Your sleep is divided in three main stages: NREM sleep, REM sleep, and Wake. Here’s a description of NREM and REM sleep:
NREM sleep was divided into four stages in the Rechtschaffen and Kales (R&K) standardization of 1968. This has since been reduced to three stages in the 2007 update by The American Academy of Sleep Medicine (AASM).
- N1 sleep is light sleep where you drift in and out of sleep and can be awakened easily. In this stage, the eyes move slowly and muscle activity slows. Many people experience sudden muscle contractions preceded by a sensation of falling. Stage 1 occurs mostly in the beginning of sleep, with slow eye movement. This state is sometimes referred to as relaxed wakefulness. Alpha waves disappear and the theta wave appears. People aroused from this stage often believe that they have been fully awake.

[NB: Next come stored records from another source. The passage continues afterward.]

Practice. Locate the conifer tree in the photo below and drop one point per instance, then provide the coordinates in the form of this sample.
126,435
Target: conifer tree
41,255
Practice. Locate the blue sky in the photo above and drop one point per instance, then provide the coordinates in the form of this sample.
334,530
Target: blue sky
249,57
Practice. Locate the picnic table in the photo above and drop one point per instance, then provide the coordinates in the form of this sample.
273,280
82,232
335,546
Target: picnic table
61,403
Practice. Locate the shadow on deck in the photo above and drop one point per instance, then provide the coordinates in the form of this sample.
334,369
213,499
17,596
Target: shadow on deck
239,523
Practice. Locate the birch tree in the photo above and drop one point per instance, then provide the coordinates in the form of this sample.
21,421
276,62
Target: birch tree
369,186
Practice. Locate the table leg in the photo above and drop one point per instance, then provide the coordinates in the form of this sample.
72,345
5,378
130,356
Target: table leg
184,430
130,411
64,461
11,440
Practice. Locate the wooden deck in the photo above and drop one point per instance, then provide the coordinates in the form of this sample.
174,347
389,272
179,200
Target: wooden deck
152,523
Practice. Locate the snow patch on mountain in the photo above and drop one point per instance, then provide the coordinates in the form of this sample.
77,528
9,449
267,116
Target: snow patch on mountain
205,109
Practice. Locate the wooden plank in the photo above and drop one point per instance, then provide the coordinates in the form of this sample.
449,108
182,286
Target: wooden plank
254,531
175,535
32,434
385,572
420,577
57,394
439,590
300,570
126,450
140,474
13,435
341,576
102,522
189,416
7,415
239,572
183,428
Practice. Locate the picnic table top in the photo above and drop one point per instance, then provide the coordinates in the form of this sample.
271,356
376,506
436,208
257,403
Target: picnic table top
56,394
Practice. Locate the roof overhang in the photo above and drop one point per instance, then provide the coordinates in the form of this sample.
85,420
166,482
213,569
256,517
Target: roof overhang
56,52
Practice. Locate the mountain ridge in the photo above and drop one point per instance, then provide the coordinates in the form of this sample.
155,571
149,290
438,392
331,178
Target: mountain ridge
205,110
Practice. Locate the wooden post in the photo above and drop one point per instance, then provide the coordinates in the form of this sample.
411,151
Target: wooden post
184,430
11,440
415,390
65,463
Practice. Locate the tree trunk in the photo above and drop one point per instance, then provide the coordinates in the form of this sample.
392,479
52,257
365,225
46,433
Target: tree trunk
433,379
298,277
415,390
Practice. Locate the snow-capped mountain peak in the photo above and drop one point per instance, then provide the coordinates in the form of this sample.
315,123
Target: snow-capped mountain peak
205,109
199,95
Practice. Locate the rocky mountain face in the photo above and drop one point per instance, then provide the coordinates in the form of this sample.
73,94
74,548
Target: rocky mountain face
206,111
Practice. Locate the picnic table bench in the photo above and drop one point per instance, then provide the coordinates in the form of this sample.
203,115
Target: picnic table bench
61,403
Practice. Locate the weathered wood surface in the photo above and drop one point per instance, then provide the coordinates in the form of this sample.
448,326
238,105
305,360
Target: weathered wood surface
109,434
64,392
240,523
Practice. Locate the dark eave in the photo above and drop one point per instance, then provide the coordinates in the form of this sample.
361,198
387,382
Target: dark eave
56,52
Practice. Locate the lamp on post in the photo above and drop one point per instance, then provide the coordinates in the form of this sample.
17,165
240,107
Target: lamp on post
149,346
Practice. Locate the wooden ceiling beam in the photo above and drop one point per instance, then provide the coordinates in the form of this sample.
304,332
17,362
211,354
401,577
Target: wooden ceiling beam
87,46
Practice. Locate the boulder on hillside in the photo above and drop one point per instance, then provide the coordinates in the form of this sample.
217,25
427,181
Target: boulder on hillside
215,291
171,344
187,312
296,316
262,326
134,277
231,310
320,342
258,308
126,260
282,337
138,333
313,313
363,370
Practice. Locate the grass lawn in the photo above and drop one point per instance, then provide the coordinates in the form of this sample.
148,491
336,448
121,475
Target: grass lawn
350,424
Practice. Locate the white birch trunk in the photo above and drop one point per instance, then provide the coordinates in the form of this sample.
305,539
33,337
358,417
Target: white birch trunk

- In N2 sleep , eye movement stops and brain waves become slower with only an occasional burst of rapid brain waves. The body begins to prepare for deep sleep, as the body temperature starts to drop and the heart rates slows. EEG recordings tend to show characteristic "sleep spindles", which are short bursts of high frequency brain activity and "K-complexes" during this stage.
- The N3 sleep phase is associated with deep sleep. Delta waves appear and the muscles are more relaxed. The activity of the smooth muscles of the digestive tract increases. It is usually during this deep sleep that enuresis or somnambulism may appear. Deep sleep occurs for the first time usually 30 to 45 minutes after falling asleep. Learn more about N3 stage.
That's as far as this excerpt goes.